Neil Langridge, a consultant physiotherapist at Southern Health NHS Trust, said of the event in Manchester on 5 October: ’I was able to see some of the wider strategic opportunities that physiotherapy has to offer across NHS primary care preventive medicine.’

The invitation-only event was hosted by the CSP, the National Association of Primary Care and the NHS Confederation.

Leaders from organisations including the royal colleges of psychiatrists, surgeons and GPs, patient body National Voices, think tank the Nuffield Trust and the NHS Alliance, were at the event. It was chaired by NHS Confederation chief executive Rob Webster.

CSP chief executive Karen Middleton opened the discussion by saying there was an acceptance of the need for more diverse teams in primary care. But the question of how the NHS was going to make this happen and at a scale that would really make a difference remained.

‘We almost need to have a societal rethink about how we access healthcare, from whom and where,’ Ms Middleton told the event.
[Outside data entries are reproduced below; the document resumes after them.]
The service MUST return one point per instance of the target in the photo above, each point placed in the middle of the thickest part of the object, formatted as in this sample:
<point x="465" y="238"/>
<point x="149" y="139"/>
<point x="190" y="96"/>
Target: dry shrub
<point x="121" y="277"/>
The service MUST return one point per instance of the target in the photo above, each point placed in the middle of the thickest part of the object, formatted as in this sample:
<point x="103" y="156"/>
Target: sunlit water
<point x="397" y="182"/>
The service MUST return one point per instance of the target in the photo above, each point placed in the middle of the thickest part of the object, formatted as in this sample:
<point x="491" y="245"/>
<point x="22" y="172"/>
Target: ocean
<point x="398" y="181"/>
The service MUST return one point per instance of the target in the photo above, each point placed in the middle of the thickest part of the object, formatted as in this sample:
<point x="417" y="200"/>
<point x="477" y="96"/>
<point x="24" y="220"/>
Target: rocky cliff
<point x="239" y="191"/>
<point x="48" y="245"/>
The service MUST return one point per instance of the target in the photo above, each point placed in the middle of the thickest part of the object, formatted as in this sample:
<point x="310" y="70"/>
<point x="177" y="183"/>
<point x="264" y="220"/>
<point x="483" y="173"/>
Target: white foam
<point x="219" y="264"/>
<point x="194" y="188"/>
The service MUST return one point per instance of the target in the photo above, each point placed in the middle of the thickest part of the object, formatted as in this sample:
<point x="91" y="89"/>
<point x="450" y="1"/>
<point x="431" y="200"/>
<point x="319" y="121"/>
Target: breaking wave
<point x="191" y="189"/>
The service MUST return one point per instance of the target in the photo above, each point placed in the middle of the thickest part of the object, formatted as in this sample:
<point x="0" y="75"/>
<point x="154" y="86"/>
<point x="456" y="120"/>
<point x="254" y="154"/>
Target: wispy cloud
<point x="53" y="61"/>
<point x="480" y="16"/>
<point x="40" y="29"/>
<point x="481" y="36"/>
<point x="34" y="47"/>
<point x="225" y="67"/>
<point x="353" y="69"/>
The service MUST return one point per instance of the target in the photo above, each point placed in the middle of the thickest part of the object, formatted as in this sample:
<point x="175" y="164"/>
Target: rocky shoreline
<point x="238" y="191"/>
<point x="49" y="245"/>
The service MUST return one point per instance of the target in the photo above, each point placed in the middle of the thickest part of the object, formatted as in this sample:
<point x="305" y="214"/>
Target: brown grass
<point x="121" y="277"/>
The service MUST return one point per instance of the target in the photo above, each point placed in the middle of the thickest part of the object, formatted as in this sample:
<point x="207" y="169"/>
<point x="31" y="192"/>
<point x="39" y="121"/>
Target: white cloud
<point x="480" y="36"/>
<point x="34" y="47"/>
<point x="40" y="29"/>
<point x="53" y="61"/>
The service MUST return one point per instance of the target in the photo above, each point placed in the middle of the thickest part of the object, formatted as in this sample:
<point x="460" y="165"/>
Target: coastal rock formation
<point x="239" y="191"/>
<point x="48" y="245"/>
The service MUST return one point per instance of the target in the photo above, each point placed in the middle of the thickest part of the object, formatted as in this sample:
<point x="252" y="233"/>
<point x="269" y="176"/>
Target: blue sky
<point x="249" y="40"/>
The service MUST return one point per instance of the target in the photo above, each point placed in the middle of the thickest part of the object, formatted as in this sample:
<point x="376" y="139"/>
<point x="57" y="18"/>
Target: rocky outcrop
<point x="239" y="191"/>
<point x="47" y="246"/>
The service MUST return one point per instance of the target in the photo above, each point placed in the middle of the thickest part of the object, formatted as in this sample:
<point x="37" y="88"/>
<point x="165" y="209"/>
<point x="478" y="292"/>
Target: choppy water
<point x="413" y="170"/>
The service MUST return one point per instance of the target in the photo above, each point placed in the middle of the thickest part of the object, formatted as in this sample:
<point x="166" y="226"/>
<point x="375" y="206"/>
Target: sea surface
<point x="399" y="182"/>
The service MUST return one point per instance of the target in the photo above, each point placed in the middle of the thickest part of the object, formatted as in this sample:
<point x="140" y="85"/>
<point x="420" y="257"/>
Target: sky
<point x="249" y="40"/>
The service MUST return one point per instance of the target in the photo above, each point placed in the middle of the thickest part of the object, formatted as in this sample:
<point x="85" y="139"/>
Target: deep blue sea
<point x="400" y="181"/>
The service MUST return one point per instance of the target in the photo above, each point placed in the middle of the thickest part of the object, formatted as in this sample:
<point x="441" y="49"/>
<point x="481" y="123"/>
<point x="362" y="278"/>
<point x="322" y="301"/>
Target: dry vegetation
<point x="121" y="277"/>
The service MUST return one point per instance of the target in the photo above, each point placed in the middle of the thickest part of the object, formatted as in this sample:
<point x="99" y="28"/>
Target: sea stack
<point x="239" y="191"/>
Commenting after the meeting, Dr Langridge said that with ‘redesign and rethinking’ the physiotherapy workforce was ready to address the ‘crisis’ facing primary care, due to a range of problems including a shortage of GPs.

While Dr Langridge was confident that physiotherapists can play a part in the solution, he warned that the profession had a big marketing drive ahead.

He told Frontline that the profession had a lot of positive messages that it needed to relay to influential people.

‘I still don’t think that GP and NHS leaders fully understand what we’re capable of doing,’ he said.

‘I think there’s a big gap there and we will need to fill that gap quickly. If we don’t, then we’ll miss the opportunity and there will be other healthcare providers who will.’

Asked what individual physiotherapists should do, he replied: ‘To engage quickly with local primary care leaders, their lead GPs, about looking into ways in which they can model first contact practitioner concepts into local and trust strategies.

‘And start talking to their directors about linking in with primary care as quickly as possible.’

CSP member Andrew Walton, who is executive chair of the company Connect which provides physiotherapy services in NHS GP surgeries, said that a new spirit of collaboration between the various health professional bodies was evident at the event.

‘What that says to me as a physiotherapist is that change is required and therefore that creates opportunities for us as a profession,’ he said.

‘And there is the opportunity for us to lead because of the holistic skills that we have.’

The CSP’s chair of council, Sue Rees, said after the event that, despite a consensus on the need to expand primary care teams by involving a wider range of health professionals, there were not enough physios to meet patient demand.

‘There are people queueing up to train as physios and there needs to be an increase in undergraduate places to meet that demand, she said.

Ms Rees added: ‘What was lovely was that there was a very honest discussion about how we all need to be not so professionally protective.’